La « licence morale » des religieux

C’est une Fondation religieuse américaine qui avait financé l’enquête. Le présupposé des commanditaires était évidemment qu’elle allait démontrer « scientifiquement » que la religion rend les enfants meilleurs ou plus « moraux », c’est-à-dire plus altruistes, plus empathiques à l’égard des souffrances d’autrui.

Malheureusement pour eux, les faits observés ont complètement démenti leurs attentes. L’absence d’éducation religieuse ne diminue pas la bonté humaine. Elle l’accroît.

Ces faits remettent donc en question, selon les chercheurs, le préjugé selon lequel la religion est indispensable au développement moral des enfants.

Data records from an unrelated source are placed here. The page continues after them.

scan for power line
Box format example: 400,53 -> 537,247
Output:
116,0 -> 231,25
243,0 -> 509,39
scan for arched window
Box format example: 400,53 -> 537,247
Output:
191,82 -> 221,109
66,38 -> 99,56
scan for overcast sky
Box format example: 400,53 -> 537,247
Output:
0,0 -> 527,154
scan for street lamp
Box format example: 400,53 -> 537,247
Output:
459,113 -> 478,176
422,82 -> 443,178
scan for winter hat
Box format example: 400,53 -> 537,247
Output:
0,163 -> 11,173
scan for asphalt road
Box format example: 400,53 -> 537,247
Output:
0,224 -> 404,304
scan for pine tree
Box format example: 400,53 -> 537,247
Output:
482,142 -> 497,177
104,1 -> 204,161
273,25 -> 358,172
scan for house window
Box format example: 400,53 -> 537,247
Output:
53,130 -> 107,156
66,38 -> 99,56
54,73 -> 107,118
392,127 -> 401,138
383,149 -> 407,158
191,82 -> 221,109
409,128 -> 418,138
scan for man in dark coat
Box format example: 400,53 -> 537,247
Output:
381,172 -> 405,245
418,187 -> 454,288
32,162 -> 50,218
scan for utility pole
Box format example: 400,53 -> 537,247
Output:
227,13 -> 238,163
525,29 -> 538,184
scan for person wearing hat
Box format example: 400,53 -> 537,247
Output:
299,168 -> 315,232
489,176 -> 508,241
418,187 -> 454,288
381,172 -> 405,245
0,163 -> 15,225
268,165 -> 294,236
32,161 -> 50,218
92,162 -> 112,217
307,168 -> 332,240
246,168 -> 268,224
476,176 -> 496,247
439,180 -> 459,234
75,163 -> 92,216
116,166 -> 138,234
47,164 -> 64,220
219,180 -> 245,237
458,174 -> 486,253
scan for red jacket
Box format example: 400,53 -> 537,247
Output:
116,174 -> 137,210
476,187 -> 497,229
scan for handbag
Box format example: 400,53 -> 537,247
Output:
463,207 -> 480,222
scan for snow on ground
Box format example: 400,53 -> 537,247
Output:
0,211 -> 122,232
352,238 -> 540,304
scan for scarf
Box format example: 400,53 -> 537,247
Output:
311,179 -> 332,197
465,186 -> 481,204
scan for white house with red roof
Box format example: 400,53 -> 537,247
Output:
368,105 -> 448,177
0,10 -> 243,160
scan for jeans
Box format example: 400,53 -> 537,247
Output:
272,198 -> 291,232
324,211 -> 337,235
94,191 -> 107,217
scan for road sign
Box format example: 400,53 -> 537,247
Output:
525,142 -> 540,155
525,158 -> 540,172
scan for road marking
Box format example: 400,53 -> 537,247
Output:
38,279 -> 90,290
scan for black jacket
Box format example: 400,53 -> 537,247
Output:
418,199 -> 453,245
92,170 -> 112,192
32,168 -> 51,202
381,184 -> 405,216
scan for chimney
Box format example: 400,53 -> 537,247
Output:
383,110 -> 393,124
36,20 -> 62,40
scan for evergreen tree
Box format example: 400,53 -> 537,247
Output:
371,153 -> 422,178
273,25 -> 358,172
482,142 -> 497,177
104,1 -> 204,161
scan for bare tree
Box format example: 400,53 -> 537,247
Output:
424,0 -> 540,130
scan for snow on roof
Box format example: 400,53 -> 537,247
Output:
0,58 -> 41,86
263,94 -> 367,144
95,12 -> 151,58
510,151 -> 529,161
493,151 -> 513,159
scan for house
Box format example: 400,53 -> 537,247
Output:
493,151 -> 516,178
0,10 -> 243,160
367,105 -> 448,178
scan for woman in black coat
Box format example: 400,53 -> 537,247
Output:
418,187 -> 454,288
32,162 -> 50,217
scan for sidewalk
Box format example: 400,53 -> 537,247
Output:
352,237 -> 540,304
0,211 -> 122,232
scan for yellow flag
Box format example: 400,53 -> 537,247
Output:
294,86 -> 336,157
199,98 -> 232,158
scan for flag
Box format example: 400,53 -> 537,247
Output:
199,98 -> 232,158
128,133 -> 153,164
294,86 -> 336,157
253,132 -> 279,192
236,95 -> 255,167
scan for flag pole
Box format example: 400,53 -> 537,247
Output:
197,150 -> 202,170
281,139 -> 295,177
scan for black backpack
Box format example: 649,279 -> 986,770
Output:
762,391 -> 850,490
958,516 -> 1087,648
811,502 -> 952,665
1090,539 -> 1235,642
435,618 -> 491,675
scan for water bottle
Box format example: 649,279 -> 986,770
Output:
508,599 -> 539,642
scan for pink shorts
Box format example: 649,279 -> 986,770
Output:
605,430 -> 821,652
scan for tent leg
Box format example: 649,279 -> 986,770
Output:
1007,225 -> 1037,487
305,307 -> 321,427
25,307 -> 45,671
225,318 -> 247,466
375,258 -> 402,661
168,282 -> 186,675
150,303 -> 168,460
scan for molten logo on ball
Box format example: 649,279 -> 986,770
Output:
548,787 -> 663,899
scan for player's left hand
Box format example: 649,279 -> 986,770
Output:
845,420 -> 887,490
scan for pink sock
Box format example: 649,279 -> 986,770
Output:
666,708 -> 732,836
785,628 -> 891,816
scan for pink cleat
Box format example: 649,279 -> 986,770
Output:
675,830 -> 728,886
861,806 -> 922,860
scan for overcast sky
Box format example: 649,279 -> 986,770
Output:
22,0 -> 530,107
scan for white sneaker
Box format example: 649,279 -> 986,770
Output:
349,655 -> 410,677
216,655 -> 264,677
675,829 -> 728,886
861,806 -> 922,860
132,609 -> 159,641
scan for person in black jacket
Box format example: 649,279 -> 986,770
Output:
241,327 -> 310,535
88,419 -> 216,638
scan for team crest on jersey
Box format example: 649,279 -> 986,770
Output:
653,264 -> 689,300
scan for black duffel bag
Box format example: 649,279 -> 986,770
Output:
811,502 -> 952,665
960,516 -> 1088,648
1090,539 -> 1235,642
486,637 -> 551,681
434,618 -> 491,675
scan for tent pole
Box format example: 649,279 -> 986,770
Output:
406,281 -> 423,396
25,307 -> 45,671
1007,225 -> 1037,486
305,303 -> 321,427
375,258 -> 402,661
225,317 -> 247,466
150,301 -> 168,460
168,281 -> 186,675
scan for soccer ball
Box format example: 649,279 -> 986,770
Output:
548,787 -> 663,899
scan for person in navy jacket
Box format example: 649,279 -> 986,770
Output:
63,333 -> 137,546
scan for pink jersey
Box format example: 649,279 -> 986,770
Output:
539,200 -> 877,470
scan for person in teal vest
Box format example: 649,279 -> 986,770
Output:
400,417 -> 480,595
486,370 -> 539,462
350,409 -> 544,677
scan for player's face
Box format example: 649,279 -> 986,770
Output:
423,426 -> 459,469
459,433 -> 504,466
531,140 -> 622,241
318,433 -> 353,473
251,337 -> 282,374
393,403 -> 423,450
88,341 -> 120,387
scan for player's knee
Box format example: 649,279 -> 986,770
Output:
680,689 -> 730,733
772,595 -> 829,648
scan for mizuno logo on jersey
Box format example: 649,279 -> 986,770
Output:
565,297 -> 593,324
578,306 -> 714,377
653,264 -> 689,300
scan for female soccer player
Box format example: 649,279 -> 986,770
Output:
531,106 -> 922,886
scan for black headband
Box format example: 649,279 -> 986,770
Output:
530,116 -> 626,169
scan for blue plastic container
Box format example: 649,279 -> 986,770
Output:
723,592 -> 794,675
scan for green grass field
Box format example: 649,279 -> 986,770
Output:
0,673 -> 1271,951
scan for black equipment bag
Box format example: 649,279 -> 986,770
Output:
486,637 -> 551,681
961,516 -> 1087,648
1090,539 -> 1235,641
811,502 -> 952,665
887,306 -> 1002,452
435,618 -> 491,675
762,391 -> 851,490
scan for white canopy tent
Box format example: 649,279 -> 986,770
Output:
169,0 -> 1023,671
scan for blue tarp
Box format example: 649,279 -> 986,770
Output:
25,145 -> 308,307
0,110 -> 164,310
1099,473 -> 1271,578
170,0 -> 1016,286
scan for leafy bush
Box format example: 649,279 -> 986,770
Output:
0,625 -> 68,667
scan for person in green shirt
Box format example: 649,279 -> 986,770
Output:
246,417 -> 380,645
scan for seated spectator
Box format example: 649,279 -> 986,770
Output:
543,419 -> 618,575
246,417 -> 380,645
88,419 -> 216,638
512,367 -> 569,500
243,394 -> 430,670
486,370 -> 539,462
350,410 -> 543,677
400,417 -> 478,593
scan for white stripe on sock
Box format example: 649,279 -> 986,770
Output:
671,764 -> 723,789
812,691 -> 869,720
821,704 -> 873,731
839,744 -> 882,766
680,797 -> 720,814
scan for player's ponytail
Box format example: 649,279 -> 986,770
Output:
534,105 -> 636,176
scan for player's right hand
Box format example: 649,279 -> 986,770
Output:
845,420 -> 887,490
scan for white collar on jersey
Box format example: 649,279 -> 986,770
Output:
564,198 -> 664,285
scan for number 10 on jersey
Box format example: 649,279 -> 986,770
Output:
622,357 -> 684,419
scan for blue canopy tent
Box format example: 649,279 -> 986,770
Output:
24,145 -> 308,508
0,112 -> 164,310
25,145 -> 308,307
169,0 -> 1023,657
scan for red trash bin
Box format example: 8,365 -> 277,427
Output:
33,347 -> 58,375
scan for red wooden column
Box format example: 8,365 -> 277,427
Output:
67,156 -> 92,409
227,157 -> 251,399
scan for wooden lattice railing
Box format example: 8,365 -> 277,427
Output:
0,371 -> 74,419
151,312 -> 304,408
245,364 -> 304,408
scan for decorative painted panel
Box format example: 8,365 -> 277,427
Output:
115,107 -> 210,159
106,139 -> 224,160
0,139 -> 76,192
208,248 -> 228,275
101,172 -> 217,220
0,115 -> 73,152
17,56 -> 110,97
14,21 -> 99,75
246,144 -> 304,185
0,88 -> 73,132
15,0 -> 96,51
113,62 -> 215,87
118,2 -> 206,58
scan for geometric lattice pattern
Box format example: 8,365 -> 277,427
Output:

Pour expliquer la moindre générosité des enfants de croyants, les chercheurs ont envisagé la possibilité que l’éducation religieuse donnait aux enfants une sorte de « licence morale ».

Ces enfants entretiendraient consciemment ou inconsciemment la croyance qu’avoir été élevés religieusement les immunise à l’égard de l’immoralité. Aucune conduite de leur part, aussi égoïste soit-elle, ne peut entamer leur « capital de moralité » si on peut dire.

Comme toute recherche scientifique, les résultats sont faillibles, ouverts aux objections.

Le fait que l’enquête n’ait pu porter que sur des familles chrétiennes et musulmanes en limite certainement la portée.

Les critères de moralité pourraient être contestés. Être plus altruiste ne signifie pas nécessairement être plus moral. L’altruisme peut être réservé aux plus proches exclusivement (parents, enfants, membres de la même tribu, etc.). Il n’est alors qu’une forme d’égoïsme de groupe.

Les auteurs de l’enquête proposent une explication au fait que les enfants élevés dans des familles religieuses sont moins généreux (la « licence morale »). Mais ils n’essaient pas de savoir pourquoi ils sont plus punitifs.

Cependant, les faits collectés devraient suffire à nous laisser sceptiques sur les bienfaits moraux de l’éducation religieuse.

Ils semblent montrer en effet qu’on peut être moral sans être religieux, ou religieux sans être moral, si, bien sûr, on retient comme critère de moralité la générosité à l’égard des autres, même lorsqu’ils ont commis des fautes.

La morale sans la religion

Certains philosophes rationalistes estiment désormais qu’une réévaluation du rôle de la religion dans les sociétés contemporaines est nécessaire. Ils semblent prôner une nouvelle alliance entre la gauche et la religion contre un ennemi commun : le monstre néolibéral qui serait en train de détruire le lien social, le « vivre ensemble[3] ».

Dans les médias, des penseurs martèlent que les humains ont, par nature, un besoin profond de « transcendance », de foi dans une puissance « supérieure », de « verticalité », de religion, et que faute de satisfaire ce besoin, nos sociétés sont condamnées à l’égoïsme, à la violence et même, disent les plus catastrophistes, à la disparition.

Les études sur les comportements de ces enfants de croyants et de non-croyants nous invitent à penser exactement le contraire.

Elles montrent qu’on a tendance à être plus fermé, plus violent, moins généreux à l’égard des autres, quand on a reçu une éducation religieuse.

Elles n’affirment évidemment pas que la bonté humaine n’existe pas chez les enfants de croyants.

Au-delà de leurs limites méthodologiques, ce qu’elles nous invitent à reconnaître seulement, c’est qu’on peut parfaitement être bon sans être passé par une éducation religieuse.

Mais cela, nous le savions déjà[4].

Extrait de « Mon dîner chez les cannibales et autres chroniques sur le monde d’aujourd’hui – Journal philosophique », Ruwen Ogien

[1] Jean Decety, Jason M. Cowell, Kang Lee, Randa Mahasneh, Susan Malcolm-Smith, Bilge Selcuk, Xinyue Zhou, « The Negative Association Between Religiouness and Children’s Altruism Across the World », Current Biology, 25,

[2] Hervé Morin, « Les enfants non religieux sont plus altruistes que ceux élevés dans une famille de croyants », Le Monde, 5 novembre 2015.

[3] Jürgen Habermas, Entre naturalisme et religion. Les défis de la démocratie, (2005), trad. Christian Bouchindhomme, Paris, Gallimard, 2008.

[4] Paru dans le blog LibéRation de Philo, libération.fr, 20 novembre 2015.